In order to provide the slab with the necessary properties and protect it from premature destruction, the technological process of reinforcing a monolithic foundation slab should be strictly followed. Below is a small list of mistakes made by inexperienced builders:

• Do not install plastic film over the poured concrete mixture. Its absence provokes the leakage of cement laitance through the cracks in the formwork. As a result, the frozen solution will become covered with surface cracks.
• After filling the sand-crushed stone cushion, it is not compacted or covered with film. During operation, the foundation will begin to deform and deep cracks will appear.
• When installing the formwork, the cracks through which fresh mortar will begin to flow out are not sealed. This error will lead to the formation of unevenness in the slab.
• The absence of a waterproofing layer between the slab and the ground surface leads to rapid destruction of the foundation, which can only be stopped through expensive work.
• Using stones as foundation spacers.
• During the installation of the reinforcing mesh, the reinforcement bars are fixed in the ground, as a result of which the metal will begin to deteriorate quite quickly under the influence of corrosion.
• When arranging the foundation, a sand-crushed stone cushion is not poured, which reduces the strength characteristics of the slab. Another common mistake is to use only crushed stone for the cushion, while the minimum sand content in the mixture should be 40%.
• The mesh spacing when reinforcing a slab foundation exceeds the maximum limit of 40 cm, or it does not correspond to the calculations for the load on the foundation.
• There is no protective concrete layer at the ends of the reinforcement, which is why it becomes corroded.
• There are no vertical rods under load-bearing walls and columns, as a result the load from the weight of the building is distributed incorrectly.

We have listed only the most serious mistakes that will certainly affect the performance characteristics of the foundation. There are also more unobvious nuances that only experienced builders know about. That is why we recommend entrusting such important work as reinforcing a slab foundation only to craftsmen with a good reputation.

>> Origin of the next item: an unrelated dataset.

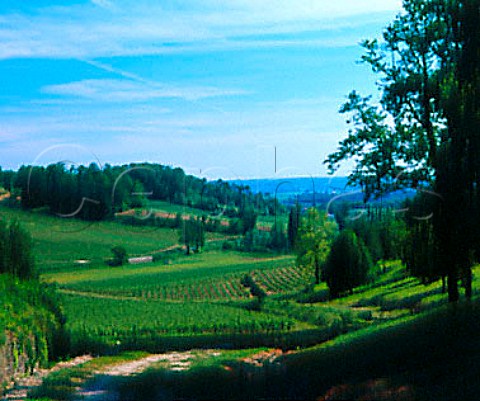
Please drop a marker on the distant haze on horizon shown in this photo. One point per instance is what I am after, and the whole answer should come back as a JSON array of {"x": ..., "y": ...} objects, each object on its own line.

Advantages and disadvantages of continuous reinforced floors

The reinforced concrete floor is made in the same way as ready-made slabs from 2 materials:

• iron rods;
• cement mortar.

Concrete has high hardness, but it is brittle and cannot withstand deformation and is destroyed by impacts. The metal is softer and tolerates bending and torsion well. When these two materials are combined, durable structures are obtained that can withstand any load.

Advantages:

• absence of seams and joints;
• smooth, continuous surface;
• the ability to make floors for any shape and size of premises;
• installation and assembly of fittings is carried out directly on site;
• a reinforced concrete monolith strengthens the structure and binds the walls together;
• there is no need to seal joints and align transitions after installation;
• the local large load on the floor is evenly distributed over the foundation;
• It is easy to make various openings between floors for stairs and communication wells.

The disadvantages of reinforcement include high labor costs for assembling the reinforcing mesh and the long process of drying and hardening of concrete.